West's continued use of sanctions has less effect, according to Prof at U of South-Eastern Norway Glenn Diesen
... as the international system becomes more multi-polar. For example, Belarus, recently sanctioned by the EU for its human rights violations (following their grounding of a plane to arrest a Belarussian blogger), has other options in Russia. The US also sanctioned Myanmar following the coup, but they also have access to China and Russia.
The hope with sanctions is that by undermining the whole economy of a country the population made to suffer will put pressure on their government to change. It is considered by some to have worked on Iran following the first Gulf War. There are also economic consequences in other countries including the one doing the sanctioning, such as in the US where the price of gas is driven up in line with sanctions on Iran.

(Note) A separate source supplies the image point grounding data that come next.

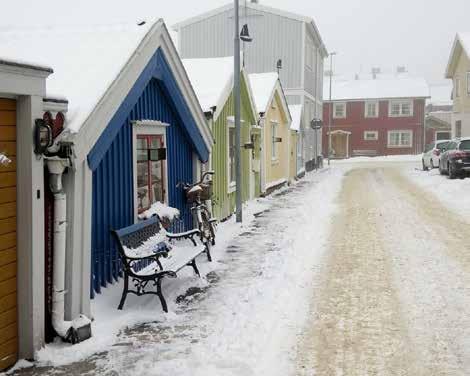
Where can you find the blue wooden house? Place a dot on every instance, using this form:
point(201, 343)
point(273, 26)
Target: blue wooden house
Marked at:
point(136, 128)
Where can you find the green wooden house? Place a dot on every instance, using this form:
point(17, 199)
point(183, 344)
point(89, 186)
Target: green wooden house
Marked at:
point(212, 80)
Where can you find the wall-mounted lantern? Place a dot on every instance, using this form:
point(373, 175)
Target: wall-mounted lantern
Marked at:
point(42, 136)
point(316, 124)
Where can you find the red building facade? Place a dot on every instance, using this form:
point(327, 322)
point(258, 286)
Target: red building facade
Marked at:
point(374, 127)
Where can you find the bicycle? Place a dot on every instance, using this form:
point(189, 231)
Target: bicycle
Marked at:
point(196, 194)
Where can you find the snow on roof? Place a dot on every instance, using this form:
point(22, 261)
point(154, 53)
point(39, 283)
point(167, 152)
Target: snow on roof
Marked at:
point(262, 86)
point(387, 87)
point(85, 59)
point(441, 94)
point(209, 77)
point(296, 114)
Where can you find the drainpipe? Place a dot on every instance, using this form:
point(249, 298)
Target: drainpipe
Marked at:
point(78, 329)
point(262, 124)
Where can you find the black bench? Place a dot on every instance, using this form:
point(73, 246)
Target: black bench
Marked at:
point(149, 254)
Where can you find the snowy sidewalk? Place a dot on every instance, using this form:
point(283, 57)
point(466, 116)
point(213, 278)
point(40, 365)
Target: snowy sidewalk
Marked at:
point(243, 318)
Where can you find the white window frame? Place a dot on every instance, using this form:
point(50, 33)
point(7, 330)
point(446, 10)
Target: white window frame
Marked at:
point(366, 109)
point(309, 55)
point(401, 103)
point(335, 104)
point(400, 146)
point(375, 133)
point(440, 132)
point(153, 128)
point(468, 84)
point(231, 185)
point(274, 151)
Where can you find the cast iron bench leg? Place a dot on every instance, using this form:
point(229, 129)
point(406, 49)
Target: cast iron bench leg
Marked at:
point(124, 291)
point(196, 270)
point(160, 295)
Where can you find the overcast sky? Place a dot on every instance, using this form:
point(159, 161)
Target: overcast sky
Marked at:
point(415, 33)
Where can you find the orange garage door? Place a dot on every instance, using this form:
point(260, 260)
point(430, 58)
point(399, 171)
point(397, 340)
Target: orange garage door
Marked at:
point(8, 316)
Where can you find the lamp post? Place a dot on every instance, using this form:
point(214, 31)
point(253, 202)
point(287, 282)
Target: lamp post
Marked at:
point(245, 37)
point(330, 108)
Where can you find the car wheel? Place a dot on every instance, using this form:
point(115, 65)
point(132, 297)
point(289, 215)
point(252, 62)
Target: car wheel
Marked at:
point(451, 171)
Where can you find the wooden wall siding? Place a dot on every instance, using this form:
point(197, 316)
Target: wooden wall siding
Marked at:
point(293, 155)
point(8, 310)
point(276, 169)
point(224, 201)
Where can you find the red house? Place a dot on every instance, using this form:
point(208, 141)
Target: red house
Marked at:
point(381, 116)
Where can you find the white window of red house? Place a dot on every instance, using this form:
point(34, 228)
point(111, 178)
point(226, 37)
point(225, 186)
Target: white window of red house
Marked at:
point(150, 179)
point(372, 109)
point(339, 110)
point(371, 135)
point(401, 108)
point(400, 139)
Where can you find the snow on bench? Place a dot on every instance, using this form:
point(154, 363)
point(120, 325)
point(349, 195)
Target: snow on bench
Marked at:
point(148, 254)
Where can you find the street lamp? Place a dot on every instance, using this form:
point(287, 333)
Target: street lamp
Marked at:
point(245, 36)
point(330, 108)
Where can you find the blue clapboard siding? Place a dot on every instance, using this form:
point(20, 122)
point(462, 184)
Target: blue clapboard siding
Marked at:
point(113, 196)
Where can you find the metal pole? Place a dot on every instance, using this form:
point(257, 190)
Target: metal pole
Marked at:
point(330, 112)
point(236, 92)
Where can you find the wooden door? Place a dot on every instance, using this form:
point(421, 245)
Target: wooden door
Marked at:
point(339, 145)
point(8, 313)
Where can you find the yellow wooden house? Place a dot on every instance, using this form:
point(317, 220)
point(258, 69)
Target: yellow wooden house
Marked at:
point(274, 120)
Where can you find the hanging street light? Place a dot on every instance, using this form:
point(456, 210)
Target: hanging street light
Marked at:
point(244, 35)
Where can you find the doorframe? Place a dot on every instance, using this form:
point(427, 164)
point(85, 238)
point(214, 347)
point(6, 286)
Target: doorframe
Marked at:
point(342, 132)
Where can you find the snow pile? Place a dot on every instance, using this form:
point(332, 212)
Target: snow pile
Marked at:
point(262, 87)
point(150, 246)
point(210, 78)
point(451, 193)
point(4, 160)
point(162, 210)
point(78, 75)
point(380, 88)
point(296, 114)
point(385, 158)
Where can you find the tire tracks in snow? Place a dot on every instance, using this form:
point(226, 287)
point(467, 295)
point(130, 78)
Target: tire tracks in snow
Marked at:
point(432, 272)
point(357, 327)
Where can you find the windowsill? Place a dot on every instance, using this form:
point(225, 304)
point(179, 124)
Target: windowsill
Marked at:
point(232, 187)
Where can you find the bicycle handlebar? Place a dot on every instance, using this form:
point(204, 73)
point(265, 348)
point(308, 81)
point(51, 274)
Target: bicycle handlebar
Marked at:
point(203, 177)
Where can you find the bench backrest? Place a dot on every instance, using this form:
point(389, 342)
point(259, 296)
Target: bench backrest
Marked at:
point(134, 236)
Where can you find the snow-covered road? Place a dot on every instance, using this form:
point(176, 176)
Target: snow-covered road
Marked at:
point(354, 271)
point(393, 295)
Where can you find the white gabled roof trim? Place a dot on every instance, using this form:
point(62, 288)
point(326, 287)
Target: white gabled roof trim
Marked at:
point(107, 106)
point(461, 44)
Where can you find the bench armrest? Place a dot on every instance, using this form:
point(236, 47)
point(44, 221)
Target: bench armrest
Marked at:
point(184, 235)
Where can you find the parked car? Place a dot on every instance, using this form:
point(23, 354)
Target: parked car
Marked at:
point(455, 161)
point(432, 154)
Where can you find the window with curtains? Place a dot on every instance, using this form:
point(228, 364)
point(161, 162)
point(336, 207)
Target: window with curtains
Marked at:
point(150, 171)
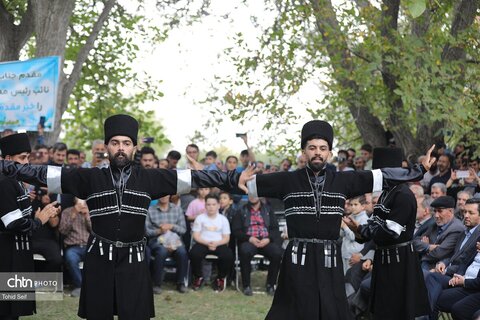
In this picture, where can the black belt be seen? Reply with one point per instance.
(394, 246)
(120, 244)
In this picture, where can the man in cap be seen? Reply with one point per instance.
(391, 227)
(311, 281)
(440, 239)
(16, 224)
(116, 278)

Thereby, such sanctions can end up helping other countries that may not be allies. It can also lead to negative consequences for the sanctioning country when it imposes sanctions on other countries for things it also does but expects to not be criticized for (many have pointed out that the US and EU also grounded a plane in 2014 to try to aprehend Edward Snowden - Austria grounded the plane from its airspace).
The use of longlasting or permanent sanctions, especially when the sanctioned country has little ability to make concessions, it just leads to the sanctioned country learning to live without the countries that imposes the sanctions, according to Diesen.
Anti-Russian sanctions following Crimea and Ukraine in 2014 didn't lead to Russia capitulating to the West or destroying the Russian economy. Russia rewired its economy to the East, forming a strategic partnership with China, reducing its vulnerability by cutting exposure to Western industries, tech, transportation corridors, banks, payment systems. Same with Iran. And now Belarus.